Beatrice approached a directory, listing all the current occupants of the institute. She found what she wanted, and swept past the reception desk toward the lifts. There was a young man at the desk. He was sitting bolt upright and wearing a suit that was two sizes too big for him. His eyes were wide, with what looked like terror. He called out to Beatrice, quietly so she could barely hear him,

“Excuse me. I said excuse me.”

She turned, impatient, “Yes.”

“You can’t just go back there. I need to announce you.”

She looked at him, one eyebrow raised. “That’s alright , I know where I’m going, and trust me the person I’m looking for will definately see me.” She kept walking.

The boy started running after her, the slightly panicked look intensifying. He managed to edge ahead of her, and stood in front of the lift.

“I..” he swallowed, “cannot let you up there.” He quickly looked down avoiding eye contact.

Beatrice sighed, “Very well, off you go and announce me.”

Relieved, the young man ran back to the desk. It was only when he got there that he realised he had forgotten to ask who she was, and who she was seeing. He looked up to ask, only to see the lift doors closing, with Beatrice inside.

She got out at the top floor. The hall was carpeted in thick, lavender carpet. The door at the end of the hall was inlaid with stained glass, in a variety of purples, blues and mauves. A plaque next to the door proclaimed that she has reached the Croan’s Office. She knocked on the door, and waited. She could hear rustling behind the door.

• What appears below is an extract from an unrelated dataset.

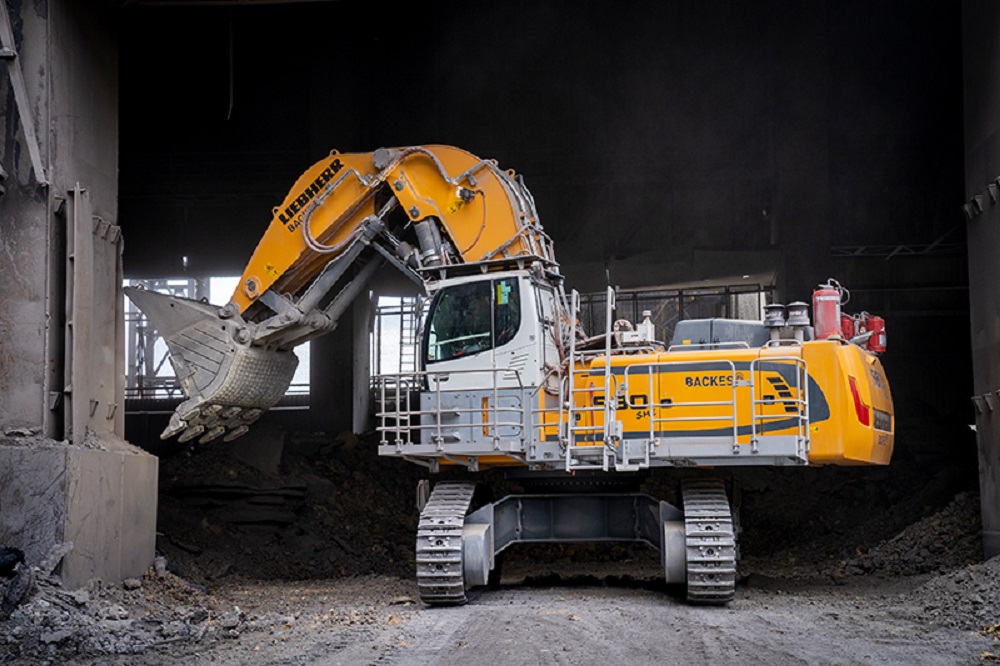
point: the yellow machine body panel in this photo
(833, 393)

The door opened. A tall, strikingly beautiful, woman, with long, lilac hair stood before her. When the woman saw Beatrice standing in front of her, it seemed like her face blanched of all it’s colour. But, it only lasted a second, then her face lit up like a beacon.

“Bea! Dear friend. Come in, come in.” She ushered her unexpected guest into her office.

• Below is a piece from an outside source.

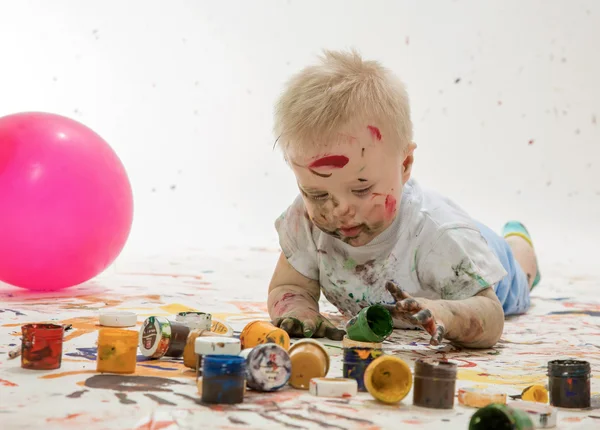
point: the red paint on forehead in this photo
(337, 161)
(390, 205)
(374, 132)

“To what do I owe this unexpected pleasure?” She motioned for Beatrice to sit on the soft leather couch next to the window. ‘How long has it been? Three, Four years?”


“No! It can’t have been that long?” She sat down, in an armchair opposite. “You look well.”

“Yes, well, I’m afraid this isn’t a social visit.”

“Oh! How silly of me, I forgot to get you tea.” She got up and went to her desk, picking up the phone. “Miranda? Please bring in some tea…Yes, for two…Now, please.”

She sat back down.

“Now, where were we, ah yes, you look well.”

“Thank you Melusina. But, as I said, this isn’t a social visit.”

“No?” Melusina looked toward the door. “Where is that tea?”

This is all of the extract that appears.